For the Deep Research model, OpenAI tested various settings to evaluate maximum ability extraction (for example, with and without browsing). They also modified the brackets as needed to best measure multiple-choice questions, long answers and agent capabilities.
To help assess the risk level (low, medium, high, severe) in each tracked risk category, the preparation team uses an “indicator” to map experimental evaluation results to potential risk levels. These indicator assessments and implied risk levels were reviewed by the Cybersecurity Consultation Service Group, which determined the risk level for each category. When the indicator threshold is reached or appears to be about to be reached, the Cybersecurity Consultation Service team further analyzes the data and then determines whether the risk level has been reached.

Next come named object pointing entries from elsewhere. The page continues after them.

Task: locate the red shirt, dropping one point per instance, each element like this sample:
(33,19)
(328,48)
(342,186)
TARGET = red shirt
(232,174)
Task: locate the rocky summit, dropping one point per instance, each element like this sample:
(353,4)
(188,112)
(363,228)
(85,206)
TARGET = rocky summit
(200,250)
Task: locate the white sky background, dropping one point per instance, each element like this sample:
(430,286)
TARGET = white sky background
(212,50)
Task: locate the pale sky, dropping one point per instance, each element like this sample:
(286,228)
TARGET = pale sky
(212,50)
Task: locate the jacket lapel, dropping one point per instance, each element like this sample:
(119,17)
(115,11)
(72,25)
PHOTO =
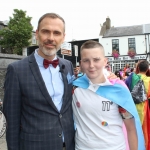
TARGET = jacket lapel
(64,73)
(38,77)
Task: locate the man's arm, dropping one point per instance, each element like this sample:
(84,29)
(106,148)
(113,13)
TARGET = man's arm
(12,108)
(132,134)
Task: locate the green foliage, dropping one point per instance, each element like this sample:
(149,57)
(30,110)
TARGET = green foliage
(18,32)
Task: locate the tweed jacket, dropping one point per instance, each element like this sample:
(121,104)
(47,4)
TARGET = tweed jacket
(33,121)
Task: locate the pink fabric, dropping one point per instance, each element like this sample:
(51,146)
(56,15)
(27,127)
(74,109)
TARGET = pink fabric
(113,81)
(126,138)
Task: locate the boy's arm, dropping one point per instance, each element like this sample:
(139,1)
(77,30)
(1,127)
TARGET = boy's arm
(132,134)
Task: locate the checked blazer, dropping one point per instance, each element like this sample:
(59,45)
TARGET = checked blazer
(33,121)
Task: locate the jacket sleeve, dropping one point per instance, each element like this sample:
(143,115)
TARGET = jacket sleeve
(12,108)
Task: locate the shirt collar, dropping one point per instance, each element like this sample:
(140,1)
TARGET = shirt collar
(107,82)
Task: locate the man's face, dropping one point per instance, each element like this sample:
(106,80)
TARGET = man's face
(92,63)
(50,36)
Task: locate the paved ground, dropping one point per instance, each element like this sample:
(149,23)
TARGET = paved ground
(3,143)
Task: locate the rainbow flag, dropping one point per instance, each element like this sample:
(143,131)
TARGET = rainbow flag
(119,94)
(142,108)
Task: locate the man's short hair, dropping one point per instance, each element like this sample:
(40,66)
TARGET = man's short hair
(91,44)
(53,16)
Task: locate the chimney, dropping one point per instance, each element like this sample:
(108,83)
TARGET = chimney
(108,23)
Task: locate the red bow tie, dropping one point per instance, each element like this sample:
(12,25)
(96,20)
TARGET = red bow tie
(47,62)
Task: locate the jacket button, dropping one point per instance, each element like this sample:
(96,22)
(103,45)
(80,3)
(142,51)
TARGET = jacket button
(60,116)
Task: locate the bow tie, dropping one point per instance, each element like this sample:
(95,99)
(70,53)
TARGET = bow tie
(47,62)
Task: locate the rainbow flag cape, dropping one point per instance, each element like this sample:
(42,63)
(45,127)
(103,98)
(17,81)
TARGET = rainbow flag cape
(142,108)
(119,94)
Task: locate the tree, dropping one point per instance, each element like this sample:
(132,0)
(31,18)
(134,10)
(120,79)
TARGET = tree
(18,33)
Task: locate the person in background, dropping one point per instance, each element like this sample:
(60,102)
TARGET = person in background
(117,73)
(101,106)
(108,67)
(142,107)
(76,71)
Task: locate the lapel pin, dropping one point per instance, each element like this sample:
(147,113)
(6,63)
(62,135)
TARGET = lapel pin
(104,123)
(78,104)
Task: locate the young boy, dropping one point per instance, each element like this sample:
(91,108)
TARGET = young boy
(101,106)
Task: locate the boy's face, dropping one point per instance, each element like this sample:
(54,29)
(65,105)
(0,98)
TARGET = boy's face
(92,63)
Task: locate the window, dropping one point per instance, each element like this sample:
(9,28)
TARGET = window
(115,45)
(131,44)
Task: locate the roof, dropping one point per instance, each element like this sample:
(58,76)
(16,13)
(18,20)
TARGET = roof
(124,31)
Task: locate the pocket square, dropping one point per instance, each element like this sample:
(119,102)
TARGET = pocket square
(70,78)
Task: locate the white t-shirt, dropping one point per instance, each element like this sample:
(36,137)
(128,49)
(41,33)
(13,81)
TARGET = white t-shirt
(98,121)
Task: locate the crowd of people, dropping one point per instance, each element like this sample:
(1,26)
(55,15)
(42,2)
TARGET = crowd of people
(49,105)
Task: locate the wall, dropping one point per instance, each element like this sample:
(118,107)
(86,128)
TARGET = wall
(5,60)
(123,44)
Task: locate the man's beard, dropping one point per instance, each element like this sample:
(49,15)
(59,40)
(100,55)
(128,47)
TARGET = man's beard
(48,52)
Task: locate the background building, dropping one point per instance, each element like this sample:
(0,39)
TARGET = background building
(122,40)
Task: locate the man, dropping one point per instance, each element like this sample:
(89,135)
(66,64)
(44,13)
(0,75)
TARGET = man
(101,106)
(38,96)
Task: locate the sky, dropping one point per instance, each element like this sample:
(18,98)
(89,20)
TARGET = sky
(83,17)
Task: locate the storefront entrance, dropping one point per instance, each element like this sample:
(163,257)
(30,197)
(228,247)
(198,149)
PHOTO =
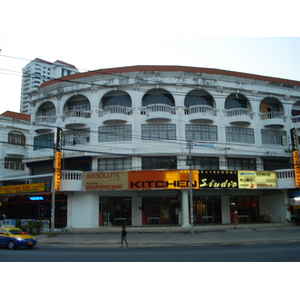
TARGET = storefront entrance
(114,211)
(207,209)
(160,210)
(247,207)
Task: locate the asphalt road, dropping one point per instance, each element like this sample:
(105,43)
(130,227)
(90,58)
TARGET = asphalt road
(273,252)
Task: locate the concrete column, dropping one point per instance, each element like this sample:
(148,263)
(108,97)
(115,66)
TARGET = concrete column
(136,211)
(225,205)
(185,208)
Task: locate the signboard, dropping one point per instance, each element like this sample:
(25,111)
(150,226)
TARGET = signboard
(162,179)
(105,181)
(257,179)
(57,159)
(218,179)
(22,188)
(295,157)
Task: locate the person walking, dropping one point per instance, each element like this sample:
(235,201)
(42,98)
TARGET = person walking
(123,236)
(235,218)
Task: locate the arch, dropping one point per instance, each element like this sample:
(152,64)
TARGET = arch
(116,98)
(46,109)
(271,105)
(158,96)
(16,137)
(77,103)
(237,100)
(198,97)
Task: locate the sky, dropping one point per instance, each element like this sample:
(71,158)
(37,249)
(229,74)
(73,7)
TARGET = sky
(261,38)
(272,56)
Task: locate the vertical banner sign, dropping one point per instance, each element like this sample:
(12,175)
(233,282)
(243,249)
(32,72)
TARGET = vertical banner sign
(57,159)
(295,156)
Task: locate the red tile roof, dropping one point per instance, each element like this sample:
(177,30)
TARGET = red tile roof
(173,69)
(15,115)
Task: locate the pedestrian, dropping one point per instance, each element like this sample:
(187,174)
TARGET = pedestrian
(235,218)
(123,236)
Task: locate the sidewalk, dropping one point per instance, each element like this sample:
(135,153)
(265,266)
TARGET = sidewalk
(161,236)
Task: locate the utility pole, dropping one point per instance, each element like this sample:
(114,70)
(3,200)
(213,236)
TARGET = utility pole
(190,145)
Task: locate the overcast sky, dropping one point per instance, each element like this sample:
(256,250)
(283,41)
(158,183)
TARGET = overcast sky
(220,35)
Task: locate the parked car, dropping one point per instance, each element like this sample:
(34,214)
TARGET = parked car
(12,237)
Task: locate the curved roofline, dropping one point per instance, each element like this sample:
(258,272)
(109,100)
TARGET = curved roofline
(161,68)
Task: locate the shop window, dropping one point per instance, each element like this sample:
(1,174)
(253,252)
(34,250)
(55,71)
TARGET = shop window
(159,163)
(118,133)
(201,132)
(240,135)
(114,164)
(158,132)
(247,207)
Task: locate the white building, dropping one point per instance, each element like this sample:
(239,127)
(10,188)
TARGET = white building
(38,71)
(128,134)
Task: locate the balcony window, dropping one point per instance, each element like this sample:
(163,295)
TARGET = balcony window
(118,133)
(273,137)
(201,132)
(240,135)
(197,97)
(43,141)
(16,138)
(114,164)
(76,137)
(12,163)
(159,163)
(205,163)
(241,163)
(158,132)
(116,98)
(158,96)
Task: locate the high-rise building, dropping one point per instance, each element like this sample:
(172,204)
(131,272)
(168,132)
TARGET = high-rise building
(37,72)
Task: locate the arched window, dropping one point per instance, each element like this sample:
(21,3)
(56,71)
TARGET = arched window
(158,96)
(119,98)
(236,100)
(198,97)
(16,137)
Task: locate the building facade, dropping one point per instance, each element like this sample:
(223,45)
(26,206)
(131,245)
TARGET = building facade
(140,142)
(37,72)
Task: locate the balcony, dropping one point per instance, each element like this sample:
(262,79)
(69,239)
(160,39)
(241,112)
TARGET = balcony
(273,119)
(200,113)
(76,118)
(42,123)
(116,113)
(238,116)
(285,179)
(158,112)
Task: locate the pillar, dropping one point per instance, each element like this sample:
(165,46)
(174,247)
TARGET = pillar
(185,208)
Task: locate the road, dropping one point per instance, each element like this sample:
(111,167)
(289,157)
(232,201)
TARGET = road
(273,252)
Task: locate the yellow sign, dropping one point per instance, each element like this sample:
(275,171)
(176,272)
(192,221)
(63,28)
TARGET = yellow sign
(23,188)
(257,179)
(105,181)
(162,179)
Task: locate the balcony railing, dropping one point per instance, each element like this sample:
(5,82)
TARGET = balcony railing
(77,114)
(117,109)
(45,119)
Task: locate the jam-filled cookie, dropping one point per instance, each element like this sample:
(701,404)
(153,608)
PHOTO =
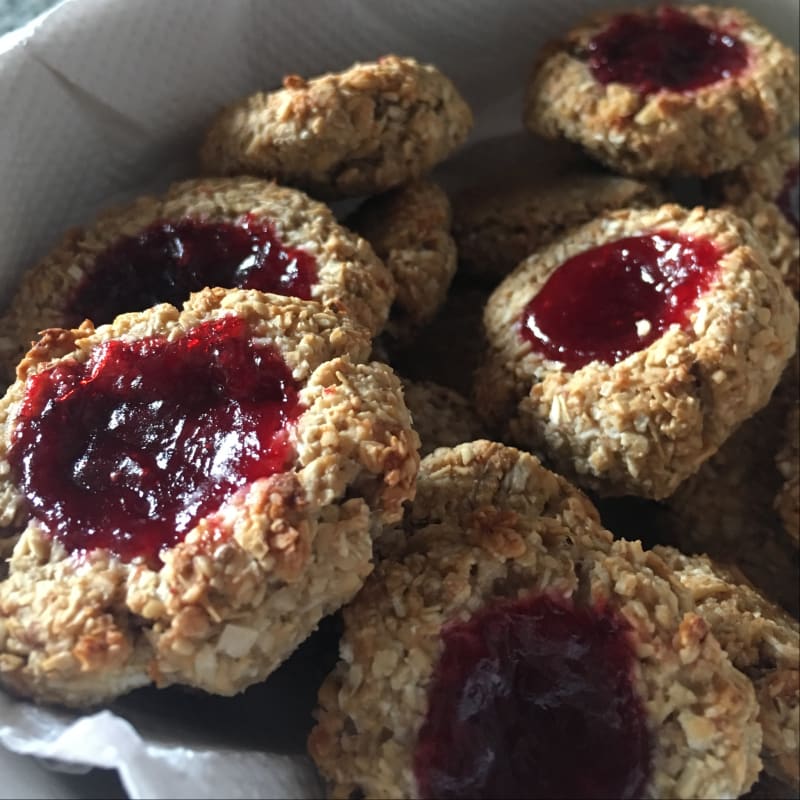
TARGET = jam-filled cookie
(787,503)
(509,649)
(194,491)
(631,349)
(442,417)
(692,89)
(496,229)
(370,128)
(764,191)
(762,641)
(409,229)
(233,233)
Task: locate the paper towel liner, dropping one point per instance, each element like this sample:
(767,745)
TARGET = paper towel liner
(105,99)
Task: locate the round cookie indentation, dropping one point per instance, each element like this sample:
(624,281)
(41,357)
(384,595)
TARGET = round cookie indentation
(128,450)
(613,300)
(668,50)
(169,260)
(512,699)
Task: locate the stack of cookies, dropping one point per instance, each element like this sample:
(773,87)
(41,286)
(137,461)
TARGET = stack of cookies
(219,397)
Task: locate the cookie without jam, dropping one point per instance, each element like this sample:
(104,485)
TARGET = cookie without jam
(764,191)
(495,229)
(409,229)
(727,509)
(144,245)
(442,417)
(645,422)
(370,128)
(787,503)
(219,606)
(492,533)
(638,130)
(762,641)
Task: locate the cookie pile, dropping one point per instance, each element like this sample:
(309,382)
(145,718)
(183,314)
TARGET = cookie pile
(219,398)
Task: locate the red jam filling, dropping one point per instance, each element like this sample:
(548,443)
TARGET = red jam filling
(666,50)
(789,198)
(168,261)
(611,301)
(130,449)
(534,698)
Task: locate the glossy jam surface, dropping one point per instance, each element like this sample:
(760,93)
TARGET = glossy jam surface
(616,299)
(130,449)
(170,260)
(666,50)
(789,198)
(534,698)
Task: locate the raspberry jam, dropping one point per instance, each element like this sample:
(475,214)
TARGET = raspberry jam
(168,261)
(130,449)
(789,199)
(534,698)
(665,50)
(616,299)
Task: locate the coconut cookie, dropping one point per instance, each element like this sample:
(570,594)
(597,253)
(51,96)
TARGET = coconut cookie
(442,417)
(242,233)
(629,351)
(727,509)
(509,649)
(496,229)
(762,641)
(693,90)
(787,502)
(448,349)
(765,192)
(370,128)
(194,491)
(409,228)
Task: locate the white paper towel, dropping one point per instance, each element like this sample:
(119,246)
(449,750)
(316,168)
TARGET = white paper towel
(104,99)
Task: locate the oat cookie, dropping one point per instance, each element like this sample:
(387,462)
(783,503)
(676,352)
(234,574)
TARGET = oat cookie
(496,229)
(370,128)
(762,641)
(194,490)
(764,192)
(442,417)
(230,232)
(727,509)
(787,502)
(509,640)
(630,350)
(693,89)
(409,228)
(448,349)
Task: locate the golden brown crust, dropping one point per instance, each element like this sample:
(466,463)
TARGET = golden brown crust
(495,230)
(779,238)
(520,530)
(448,349)
(409,228)
(787,503)
(348,270)
(442,417)
(648,422)
(764,175)
(701,132)
(762,641)
(726,509)
(252,579)
(362,131)
(752,191)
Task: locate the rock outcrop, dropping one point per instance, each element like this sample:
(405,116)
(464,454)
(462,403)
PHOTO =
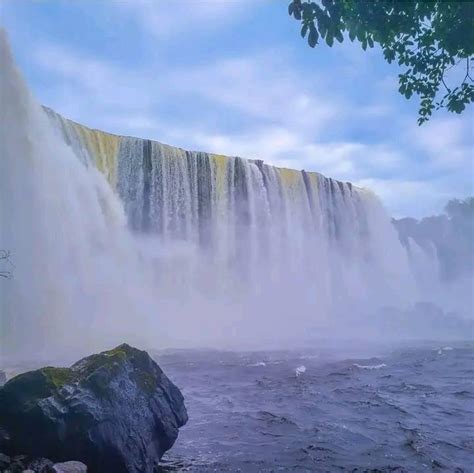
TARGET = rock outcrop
(115,411)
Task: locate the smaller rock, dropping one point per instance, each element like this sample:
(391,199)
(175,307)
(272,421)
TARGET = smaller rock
(70,467)
(41,465)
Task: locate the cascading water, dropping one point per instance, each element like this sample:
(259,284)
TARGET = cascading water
(220,248)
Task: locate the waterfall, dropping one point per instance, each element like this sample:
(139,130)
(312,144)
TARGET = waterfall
(116,237)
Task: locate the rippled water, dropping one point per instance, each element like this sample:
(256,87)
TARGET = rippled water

OpenAI says evaluation is performed throughout the entire process of model training and development, including the last scan before the model is launched. To best elicit competencies in a given category, they tested various methods, including custom brackets and prompt words where relevant.
OpenAI also points out that the exact performance values of models used in production may vary based on final parameters, system prompt words, and other factors.
OpenAI uses a standard bootstrap program to calculate the 95% confidence interval for pass@1, which attempts to resample the model for each problem to approximate the distribution of its metrics.
By default, the dataset is treated as fixed here and only resampling attempts are made. Although this method has been widely used, it can underestimate the uncertainty of very small data sets because it captures only sampling variance rather than all problem-level variance. In other words, the method takes into account the randomness of the model’s behavior on the same problem over multiple attempts (sampling variance), but does not take into account changes in problem difficulty or pass rate (problem-level variance). This can cause confidence intervals to be too tight, especially when the pass rate of the problem approaches 0% or 100% over a few attempts. OpenAI also reports these confidence intervals to reflect intrinsic changes in assessment results.
Overall moderate riskOverall medium risk-Including cybersecurity, persuasion, CBRN, and model autonomy are all medium risks.
This is the first time that the model has been rated as medium risk in terms of cybersecurity.
Below are the results of Deep Research and other comparative models on SWE-Lancer Diamond. Please note that the figure above shows the pass@1 result, which means that during testing, each model has only one chance to try on each problem.
Overall, Deep Research performed very well at all stages. Among them, the mitigated Deep Research model performed best on SWE-Lancer, solving approximately 46-49% of IC SWE tasks and 47-51% of SWE Manager tasks.
For more evaluation details and results, please visit the original report.